The counter was to the right. On his left were rows of shelves full of snack food and the odd assortment of groceries and sundries stocked by such establishments. The front wall was entirely windows with low shelves underneath displaying motor oil and engine additives. The back wall was taken up by a row of refrigerated display cases—soda pop and beer and sandwiches behind glass doors that served as poor mirrors.

At the end of the counter was a glass-sided grill full of breakfast sausages and hot dogs roasting on metal rollers. Beside the grill stood a condiment bar with salt and pepper, individual packets of relish and onions, and squeeze bottles of ketchup and mustard. Death crossed to it eagerly, grabbing the bottle of mustard, and turning to trade the faint reflection in the cooler doors for a direct view of the robber. As he did, the man pulled a .38 from his pocket and the teenage boy behind the counter screamed.

The gunman ignored the teenager and spun immediately toward Death, raising his gun as he turned. He held it in both hands, the butt of the gun cupped in his left hand and his right index finger tightening on the trigger. Death read his intention to fire in his body language and dropped, falling to his left as the shot rang out.

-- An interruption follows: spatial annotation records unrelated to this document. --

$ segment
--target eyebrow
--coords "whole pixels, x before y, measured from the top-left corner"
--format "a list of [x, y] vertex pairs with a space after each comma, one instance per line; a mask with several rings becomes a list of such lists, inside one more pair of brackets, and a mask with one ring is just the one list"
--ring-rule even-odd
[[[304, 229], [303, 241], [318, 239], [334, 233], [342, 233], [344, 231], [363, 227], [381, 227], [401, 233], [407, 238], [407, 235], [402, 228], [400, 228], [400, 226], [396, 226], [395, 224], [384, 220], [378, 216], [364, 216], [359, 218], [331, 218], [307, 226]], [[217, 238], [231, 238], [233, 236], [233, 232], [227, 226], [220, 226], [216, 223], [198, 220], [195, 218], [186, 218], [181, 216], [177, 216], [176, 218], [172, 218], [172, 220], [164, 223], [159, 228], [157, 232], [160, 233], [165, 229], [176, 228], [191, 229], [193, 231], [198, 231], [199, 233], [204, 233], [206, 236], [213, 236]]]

The bullet passed over his right shoulder and shattered a cooler full of bottled beer.

He'd popped the top off the bottle as he fell and he came up
spraying mustard at the gunman's eyes. The gunman ducked away reflexively, still firing, and bullets shattered random targets and took chunks out of the wall behind Death. Leading with the squirting mustard, Death aimed for his assailant's nose and mouth. The thick, yellow paste covered the man's airways and he clawed at his face in a blind panic, dropping his gun in the process.

“Stop or I'll shoot!”

Startled, Death and the gunman turned to the teenager behind the counter. In the heat of their fight they'd both forgotten him. He had a gun of his own, an ancient revolver he held in both hands. He was trembling so badly that the barrel danced like water drops on a hot skillet. The gunman gave up and ran for his car.

Death dropped the mustard bottle and leaned against the counter, trying to drag in enough air to calm his heartbeat. “Kid,” he said, “just don't, okay?”

_____

Wren came out of the bathroom toweling her hair dry. Randy's home had a central air conditioner that was ancient but well-maintained and efficient, causing her to shiver in the chilly room. She'd been thinking about Death and his theory about the caves.

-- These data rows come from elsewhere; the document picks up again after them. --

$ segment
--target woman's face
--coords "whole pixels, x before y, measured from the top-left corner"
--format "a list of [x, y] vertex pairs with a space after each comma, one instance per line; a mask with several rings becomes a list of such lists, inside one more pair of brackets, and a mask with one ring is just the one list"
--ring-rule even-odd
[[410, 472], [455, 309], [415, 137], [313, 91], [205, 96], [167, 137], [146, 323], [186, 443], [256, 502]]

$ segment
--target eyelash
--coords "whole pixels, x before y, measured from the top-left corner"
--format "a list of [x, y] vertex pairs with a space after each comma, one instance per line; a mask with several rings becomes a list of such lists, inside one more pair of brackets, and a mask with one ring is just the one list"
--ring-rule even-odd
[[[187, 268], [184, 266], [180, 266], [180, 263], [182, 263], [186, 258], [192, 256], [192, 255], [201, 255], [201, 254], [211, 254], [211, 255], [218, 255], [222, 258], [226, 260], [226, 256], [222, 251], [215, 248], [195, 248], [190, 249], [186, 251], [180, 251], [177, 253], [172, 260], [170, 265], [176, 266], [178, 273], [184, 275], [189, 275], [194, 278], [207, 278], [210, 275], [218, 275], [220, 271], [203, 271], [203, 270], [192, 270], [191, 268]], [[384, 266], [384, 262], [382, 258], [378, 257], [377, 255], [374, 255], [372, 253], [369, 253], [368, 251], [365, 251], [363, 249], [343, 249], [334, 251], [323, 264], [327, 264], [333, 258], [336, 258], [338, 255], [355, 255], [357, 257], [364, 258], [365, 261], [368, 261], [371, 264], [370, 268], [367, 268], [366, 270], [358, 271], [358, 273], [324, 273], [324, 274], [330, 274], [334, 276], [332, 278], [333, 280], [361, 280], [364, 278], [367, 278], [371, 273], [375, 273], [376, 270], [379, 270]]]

If he was right about the Einstadt family having a private entrance to the brewery through the caves, it made sense that the passage would lead to the Einstadt mansion. It had been built at the same time as the brewery. It could have been situated over a natural entrance to the caves, or an artificial entrance could have been dug.

That didn't mean the current occupants were involved, or even that they knew the passage existed. Their end of the passage could exit in a remote location, such as a garden shed, and there could very well be some way to get from the passage to the main network of caves. In fact, there'd better be, or she and Death would find nothing on the clandestine caving expedition he was planning for later that day. If that happened, she had a strong suspicion they'd end up trespassing and making an unlawful entry into the brewery before the night was over.